🤖 AI Summary
Traditional binary correctness verification fails to capture quantitative system behaviors. Method: We propose the first automated toolkit for quantitative automata supporting six classical semantics—Inf, Sup, LimInf, LimSup, LimInfAvg, and LimSupAvg—and systematically address core decision problems: emptiness, inclusion, equivalence, and safety/liveness verification. Our approach introduces weighted transition modeling and a generalized value-function framework, integrating symbolic decision procedures, optimization solvers, and automata transformation techniques to enable extremal-value computation, safety-liveness decomposition, and real-time monitoring. Contribution/Results: Experiments demonstrate efficiency on inclusion checking, constant-function recognition, and online monitoring tasks.

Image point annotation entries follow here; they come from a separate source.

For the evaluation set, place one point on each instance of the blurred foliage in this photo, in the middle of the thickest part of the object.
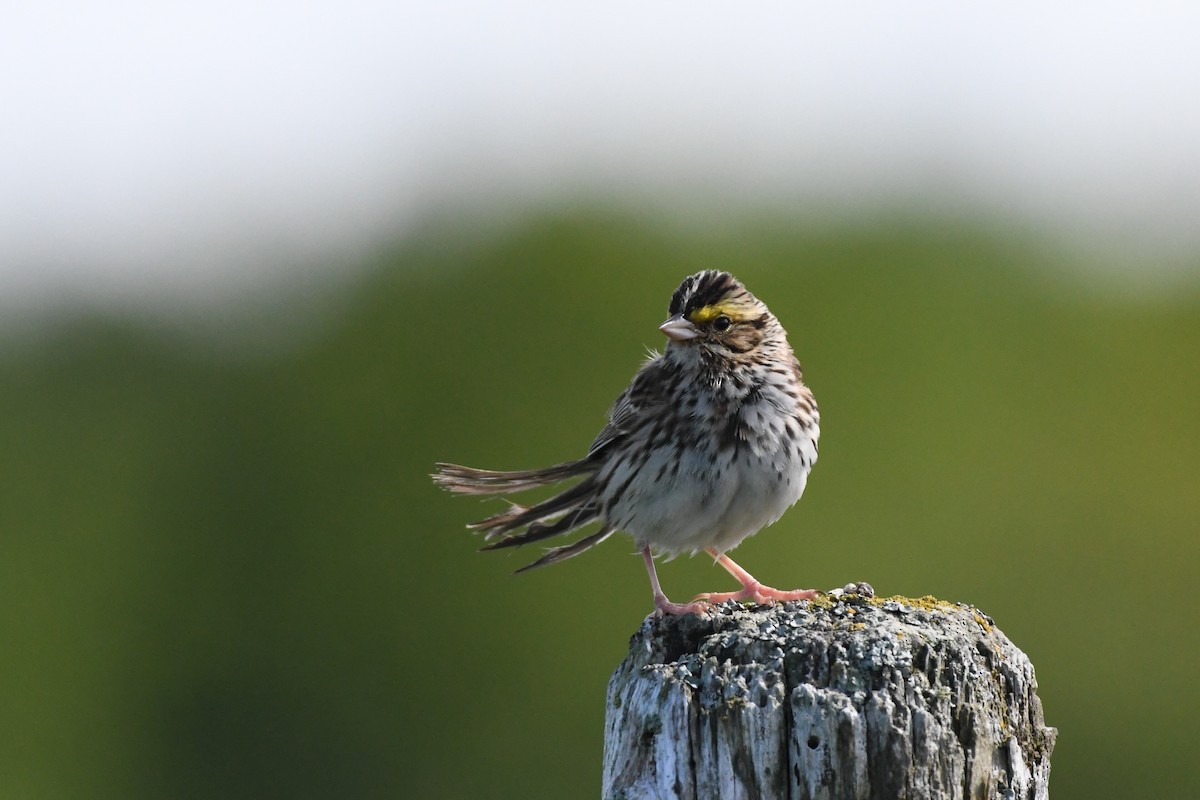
(226, 575)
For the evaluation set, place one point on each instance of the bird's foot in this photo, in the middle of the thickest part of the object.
(757, 594)
(664, 606)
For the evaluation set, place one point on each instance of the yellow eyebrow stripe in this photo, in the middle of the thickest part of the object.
(708, 313)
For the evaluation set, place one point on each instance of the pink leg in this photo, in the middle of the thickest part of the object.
(751, 589)
(660, 600)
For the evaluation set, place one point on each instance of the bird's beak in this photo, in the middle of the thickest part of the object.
(679, 329)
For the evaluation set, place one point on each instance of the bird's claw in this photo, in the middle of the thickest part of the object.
(757, 595)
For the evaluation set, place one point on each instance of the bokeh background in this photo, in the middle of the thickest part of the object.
(262, 265)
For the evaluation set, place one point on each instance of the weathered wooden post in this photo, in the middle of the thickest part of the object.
(845, 696)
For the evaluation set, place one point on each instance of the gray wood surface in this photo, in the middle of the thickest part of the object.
(840, 697)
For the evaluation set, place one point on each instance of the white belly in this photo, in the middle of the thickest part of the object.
(696, 507)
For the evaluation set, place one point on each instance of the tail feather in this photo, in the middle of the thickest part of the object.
(568, 551)
(561, 513)
(519, 516)
(468, 480)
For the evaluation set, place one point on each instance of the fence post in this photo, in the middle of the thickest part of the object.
(840, 697)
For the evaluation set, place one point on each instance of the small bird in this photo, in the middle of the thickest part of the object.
(712, 441)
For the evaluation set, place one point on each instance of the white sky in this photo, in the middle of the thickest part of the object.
(154, 150)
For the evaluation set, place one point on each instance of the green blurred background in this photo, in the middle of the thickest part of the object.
(227, 575)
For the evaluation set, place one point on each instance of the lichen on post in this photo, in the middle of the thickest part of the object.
(840, 697)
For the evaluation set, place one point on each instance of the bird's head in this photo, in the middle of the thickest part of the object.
(713, 308)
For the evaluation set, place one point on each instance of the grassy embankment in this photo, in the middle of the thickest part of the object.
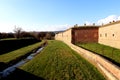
(13, 55)
(59, 62)
(109, 52)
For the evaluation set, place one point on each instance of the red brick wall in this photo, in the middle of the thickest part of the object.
(85, 34)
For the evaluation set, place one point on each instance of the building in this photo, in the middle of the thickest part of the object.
(109, 34)
(81, 34)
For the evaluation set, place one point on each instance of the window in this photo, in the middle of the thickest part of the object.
(105, 34)
(100, 35)
(113, 35)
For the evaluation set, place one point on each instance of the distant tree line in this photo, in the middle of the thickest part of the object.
(19, 33)
(23, 34)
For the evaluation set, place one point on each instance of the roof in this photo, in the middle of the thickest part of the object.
(111, 23)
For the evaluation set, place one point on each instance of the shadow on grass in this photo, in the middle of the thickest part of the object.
(19, 74)
(107, 58)
(11, 45)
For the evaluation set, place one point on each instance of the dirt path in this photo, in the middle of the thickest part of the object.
(111, 71)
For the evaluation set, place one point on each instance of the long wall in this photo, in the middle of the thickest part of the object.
(85, 34)
(110, 34)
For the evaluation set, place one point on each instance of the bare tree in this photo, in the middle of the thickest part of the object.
(18, 31)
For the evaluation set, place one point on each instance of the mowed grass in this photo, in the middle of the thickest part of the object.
(13, 55)
(109, 52)
(57, 61)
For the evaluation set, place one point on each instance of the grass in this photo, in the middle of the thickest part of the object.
(109, 52)
(13, 55)
(57, 61)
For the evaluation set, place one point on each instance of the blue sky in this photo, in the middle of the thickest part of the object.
(51, 15)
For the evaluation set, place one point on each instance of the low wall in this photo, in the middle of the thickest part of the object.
(111, 71)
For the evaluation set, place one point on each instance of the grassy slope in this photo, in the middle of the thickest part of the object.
(59, 62)
(7, 57)
(107, 51)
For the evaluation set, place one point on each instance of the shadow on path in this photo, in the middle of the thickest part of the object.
(19, 74)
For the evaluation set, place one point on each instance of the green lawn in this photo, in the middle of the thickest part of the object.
(104, 50)
(13, 55)
(57, 61)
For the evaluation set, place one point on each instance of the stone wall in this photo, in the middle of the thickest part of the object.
(64, 36)
(111, 71)
(110, 34)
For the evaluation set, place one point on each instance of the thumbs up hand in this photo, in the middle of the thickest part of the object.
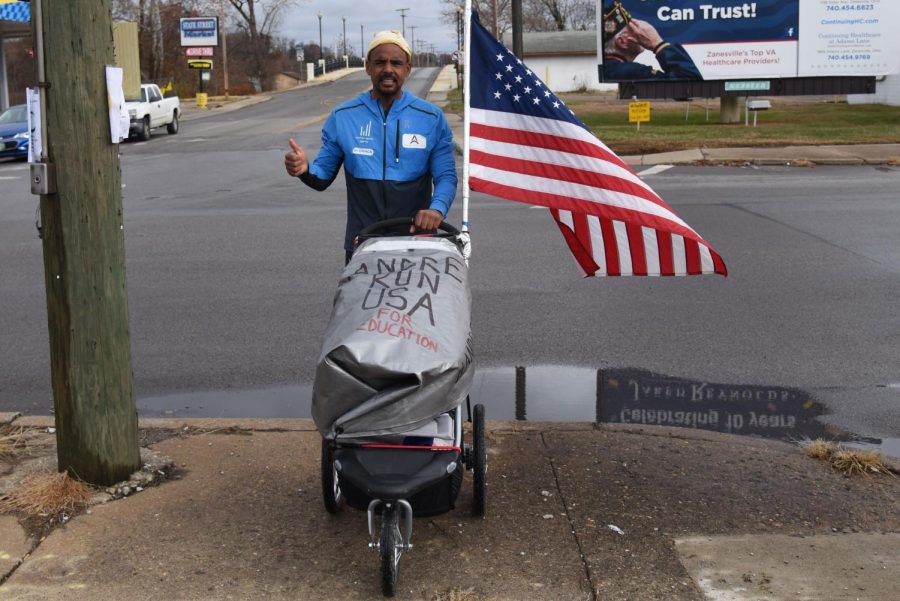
(295, 161)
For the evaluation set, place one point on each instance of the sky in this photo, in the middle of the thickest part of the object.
(302, 24)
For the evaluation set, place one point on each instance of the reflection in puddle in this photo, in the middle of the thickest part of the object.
(632, 396)
(573, 394)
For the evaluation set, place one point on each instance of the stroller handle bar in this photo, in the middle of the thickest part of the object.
(387, 224)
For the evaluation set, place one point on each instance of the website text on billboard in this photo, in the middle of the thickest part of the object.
(702, 40)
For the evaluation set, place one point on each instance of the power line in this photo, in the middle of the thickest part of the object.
(402, 12)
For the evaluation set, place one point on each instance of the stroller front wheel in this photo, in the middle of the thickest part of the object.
(390, 548)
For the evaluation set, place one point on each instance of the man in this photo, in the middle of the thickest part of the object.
(626, 40)
(392, 145)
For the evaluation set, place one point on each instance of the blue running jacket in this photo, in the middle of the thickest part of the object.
(389, 161)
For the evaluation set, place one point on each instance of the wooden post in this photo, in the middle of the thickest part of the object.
(84, 250)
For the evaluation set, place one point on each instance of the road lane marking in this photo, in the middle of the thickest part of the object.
(654, 170)
(306, 123)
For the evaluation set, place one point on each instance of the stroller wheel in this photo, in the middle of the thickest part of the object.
(479, 460)
(331, 488)
(390, 549)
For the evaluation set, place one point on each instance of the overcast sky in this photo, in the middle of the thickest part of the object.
(302, 24)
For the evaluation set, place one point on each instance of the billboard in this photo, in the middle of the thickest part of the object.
(734, 39)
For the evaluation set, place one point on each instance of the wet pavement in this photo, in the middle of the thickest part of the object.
(575, 512)
(555, 393)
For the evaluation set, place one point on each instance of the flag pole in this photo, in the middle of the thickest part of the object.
(467, 91)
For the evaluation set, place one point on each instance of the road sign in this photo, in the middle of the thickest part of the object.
(198, 51)
(746, 86)
(638, 111)
(199, 31)
(199, 64)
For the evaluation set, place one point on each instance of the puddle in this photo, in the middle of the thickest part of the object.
(574, 394)
(283, 401)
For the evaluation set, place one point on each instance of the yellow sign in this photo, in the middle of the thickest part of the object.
(199, 64)
(638, 111)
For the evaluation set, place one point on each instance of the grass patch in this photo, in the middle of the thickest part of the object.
(786, 124)
(457, 595)
(847, 460)
(792, 121)
(16, 442)
(44, 495)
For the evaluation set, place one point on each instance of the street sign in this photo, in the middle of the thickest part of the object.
(638, 111)
(198, 51)
(746, 86)
(199, 31)
(199, 64)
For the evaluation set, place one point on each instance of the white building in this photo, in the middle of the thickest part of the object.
(887, 91)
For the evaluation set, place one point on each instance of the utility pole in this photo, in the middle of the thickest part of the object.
(402, 12)
(80, 184)
(321, 49)
(517, 28)
(223, 32)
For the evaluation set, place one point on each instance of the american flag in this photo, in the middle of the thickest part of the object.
(527, 145)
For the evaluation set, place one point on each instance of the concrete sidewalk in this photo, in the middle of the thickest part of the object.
(575, 511)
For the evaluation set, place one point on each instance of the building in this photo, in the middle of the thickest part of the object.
(564, 60)
(887, 91)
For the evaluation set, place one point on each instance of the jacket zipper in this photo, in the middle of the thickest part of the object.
(384, 150)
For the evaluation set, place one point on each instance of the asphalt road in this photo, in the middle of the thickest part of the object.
(232, 266)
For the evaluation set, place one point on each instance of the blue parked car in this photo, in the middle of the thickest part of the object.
(14, 132)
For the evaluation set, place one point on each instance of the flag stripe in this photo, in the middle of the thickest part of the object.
(664, 246)
(581, 254)
(541, 140)
(636, 244)
(555, 157)
(597, 243)
(574, 197)
(572, 175)
(651, 253)
(611, 247)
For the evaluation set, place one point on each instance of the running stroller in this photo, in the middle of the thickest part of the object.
(394, 371)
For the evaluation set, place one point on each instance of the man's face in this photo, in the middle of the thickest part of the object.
(388, 67)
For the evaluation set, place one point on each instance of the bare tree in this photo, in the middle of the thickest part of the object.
(538, 15)
(485, 9)
(258, 18)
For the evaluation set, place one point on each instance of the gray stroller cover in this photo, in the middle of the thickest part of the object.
(397, 352)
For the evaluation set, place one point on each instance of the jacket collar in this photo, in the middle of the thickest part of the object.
(375, 105)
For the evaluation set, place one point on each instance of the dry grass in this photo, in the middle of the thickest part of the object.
(457, 595)
(47, 495)
(22, 442)
(859, 462)
(847, 460)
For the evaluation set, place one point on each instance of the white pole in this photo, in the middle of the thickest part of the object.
(467, 92)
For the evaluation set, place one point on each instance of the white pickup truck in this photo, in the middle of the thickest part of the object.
(152, 111)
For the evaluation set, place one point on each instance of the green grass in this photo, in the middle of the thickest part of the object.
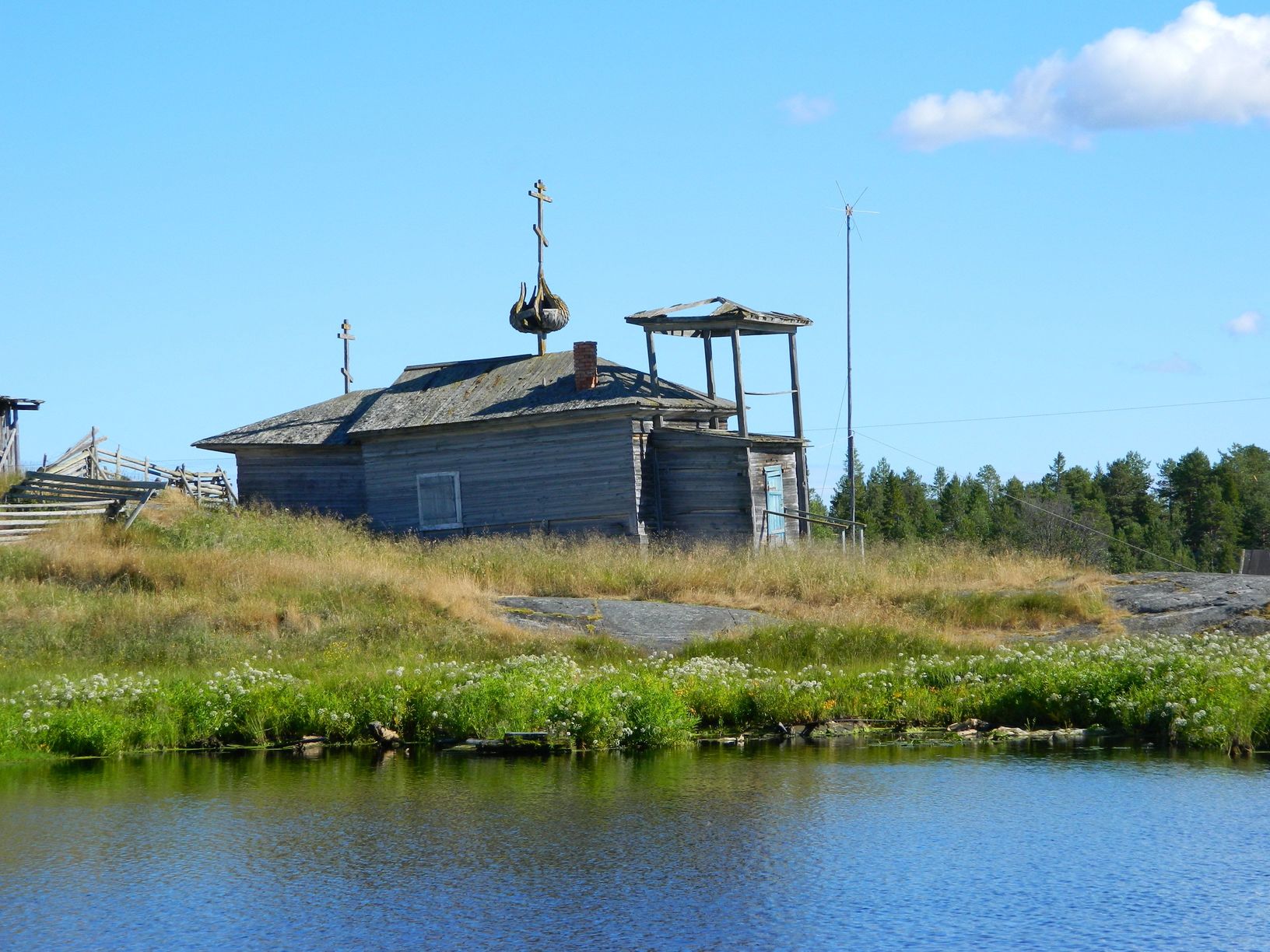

We release the first open-source benchmark suite for quantitative automata analysis, establishing a scalable, modular, and unified infrastructure for quantitative system verification.
📝 Abstract
System behaviors are traditionally evaluated through binary classifications of correctness, which do not suffice for properties involving quantitative aspects of systems and executions. Quantitative automata offer a more nuanced approach, mapping each execution to a real number by incorporating weighted transitions and value functions generalizing acceptance conditions. In this paper, we introduce QuAK, the first tool designed to automate the analysis of quantitative automata. QuAK currently supports a variety of quantitative automaton types, including Inf, Sup, LimInf, LimSup, LimInfAvg, and LimSupAvg automata, and implements decision procedures for problems such as emptiness, universality, inclusion, equivalence, as well as for checking whether an automaton is safe, live, or constant. Additionally, QuAK is able to compute extremal values when possible, construct safety-liveness decompositions, and monitor system behaviors. We demonstrate the effectiveness of QuAK through experiments focusing on the inclusion, constant-function check, and monitoring problems.